И все поглядели туда. Хутор близко, и, конечно, там можно было бы разжиться харчами. Но были две причины, которые не позволяли пойти на хутор. Во-первых, там могла быть засада. Теперь в деревнях по приказу властей создаются караулы из ополченцев для ловли и задержания повстанцев. Такие группы уже поймали не одного бойца. А во-вторых, их приход может накликать беду на хозяев — за связь с повстанцами высылают в Сибирь. И все же Лемжа решил послать на хутор Миколу. Он крестьянин, белорус из-под Лиды, православный, с виду заправский мужик. Если и попадёт на глаза неприятелю, те ничего не заподозрят. Старик согласился, повесил на сук косу — единственное его оружие — и уже собрался выйти из леса, как они увидели на плотине девчушку, идущую к ним с корзинкой. По тому, как она сгибалась, неся эту корзинку, они догадались, что в ней что-то есть, наверно, еда.

Девочка подошла, поставила корзинку на землю и сказала:

— Тата и мама ничего про вас, панове, не знают и вас не видели.

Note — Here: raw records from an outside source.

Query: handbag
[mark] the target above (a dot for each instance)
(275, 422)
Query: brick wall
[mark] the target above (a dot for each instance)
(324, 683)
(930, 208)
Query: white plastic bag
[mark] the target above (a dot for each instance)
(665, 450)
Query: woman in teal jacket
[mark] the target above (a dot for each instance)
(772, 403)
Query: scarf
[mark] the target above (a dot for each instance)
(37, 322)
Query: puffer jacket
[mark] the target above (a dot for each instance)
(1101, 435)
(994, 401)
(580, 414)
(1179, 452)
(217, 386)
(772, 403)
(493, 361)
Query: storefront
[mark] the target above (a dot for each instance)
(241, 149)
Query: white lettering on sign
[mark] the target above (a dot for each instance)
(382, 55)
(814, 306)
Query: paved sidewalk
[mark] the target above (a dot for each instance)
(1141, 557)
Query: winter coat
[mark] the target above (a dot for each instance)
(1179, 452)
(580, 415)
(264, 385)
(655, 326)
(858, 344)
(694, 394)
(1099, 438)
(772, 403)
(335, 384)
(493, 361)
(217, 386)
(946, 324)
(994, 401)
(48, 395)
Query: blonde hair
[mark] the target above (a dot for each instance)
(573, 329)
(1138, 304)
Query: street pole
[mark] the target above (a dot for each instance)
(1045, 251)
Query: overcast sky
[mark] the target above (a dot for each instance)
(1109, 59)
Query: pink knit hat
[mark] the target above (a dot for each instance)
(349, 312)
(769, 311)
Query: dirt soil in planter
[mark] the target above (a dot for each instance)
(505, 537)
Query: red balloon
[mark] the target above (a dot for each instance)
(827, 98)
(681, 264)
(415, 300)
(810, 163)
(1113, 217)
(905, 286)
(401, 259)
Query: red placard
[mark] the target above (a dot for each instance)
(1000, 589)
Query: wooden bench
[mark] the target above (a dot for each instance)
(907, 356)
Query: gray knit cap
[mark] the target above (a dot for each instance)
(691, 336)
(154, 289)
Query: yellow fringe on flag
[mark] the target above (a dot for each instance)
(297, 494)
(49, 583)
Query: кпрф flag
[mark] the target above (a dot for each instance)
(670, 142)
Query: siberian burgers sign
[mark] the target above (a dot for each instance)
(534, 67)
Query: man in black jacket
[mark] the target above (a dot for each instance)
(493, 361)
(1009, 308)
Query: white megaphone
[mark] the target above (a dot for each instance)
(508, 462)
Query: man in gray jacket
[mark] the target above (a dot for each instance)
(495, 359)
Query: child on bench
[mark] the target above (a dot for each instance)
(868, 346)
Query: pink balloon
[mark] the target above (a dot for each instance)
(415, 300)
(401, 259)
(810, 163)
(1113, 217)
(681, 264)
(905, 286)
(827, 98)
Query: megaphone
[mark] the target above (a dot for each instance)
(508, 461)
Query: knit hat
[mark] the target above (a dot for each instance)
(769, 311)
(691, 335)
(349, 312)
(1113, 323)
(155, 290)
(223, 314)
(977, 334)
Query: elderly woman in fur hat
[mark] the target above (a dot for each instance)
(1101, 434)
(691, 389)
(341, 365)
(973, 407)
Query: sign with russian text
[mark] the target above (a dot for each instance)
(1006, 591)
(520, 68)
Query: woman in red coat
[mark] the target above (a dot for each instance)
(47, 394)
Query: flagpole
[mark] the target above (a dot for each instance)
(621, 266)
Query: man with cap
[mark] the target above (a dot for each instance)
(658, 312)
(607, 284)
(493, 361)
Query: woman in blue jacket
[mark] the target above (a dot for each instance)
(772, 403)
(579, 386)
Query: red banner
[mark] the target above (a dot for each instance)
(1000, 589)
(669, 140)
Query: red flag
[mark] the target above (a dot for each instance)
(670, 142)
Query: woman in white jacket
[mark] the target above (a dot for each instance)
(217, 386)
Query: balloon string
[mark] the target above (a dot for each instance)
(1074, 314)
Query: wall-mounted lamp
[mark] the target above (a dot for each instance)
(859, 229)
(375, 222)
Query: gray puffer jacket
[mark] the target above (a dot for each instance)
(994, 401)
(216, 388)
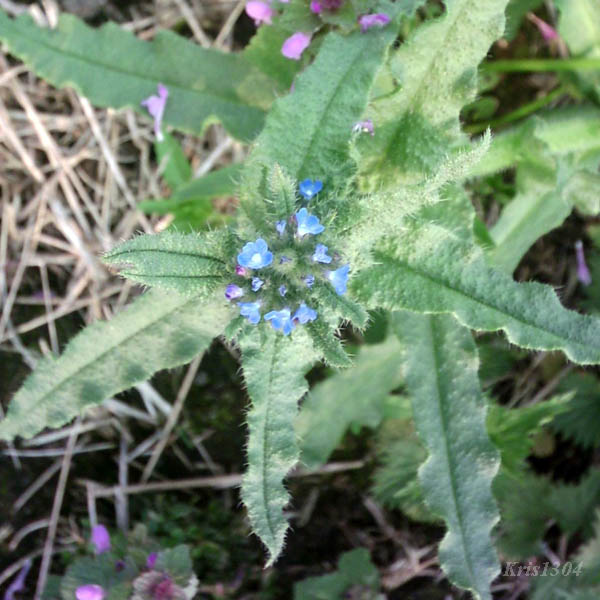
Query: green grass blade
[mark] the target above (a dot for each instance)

Не знают, что я вам поесть принесла.

Одета она была ярко, не девочка — китайский фонарик: плиссированная красная юбочка, красная с синим шапочка, обшитая кружевом, зелёная кофточка с пышными, точно надутыми рукавами, жёлтые туфли.

Повстанцы тесно обступили её, однако внимание их было направлено не на девчушку, а на корзинку, покрытую лоскутом небелёного полотна. Лемжа поднял лоскут и вынул две буханки хлеба, кусок сала, два круга сухого сыра, несколько колец колбасы. Повеселели у всех глаза, кое-кто заулыбался — живы будем!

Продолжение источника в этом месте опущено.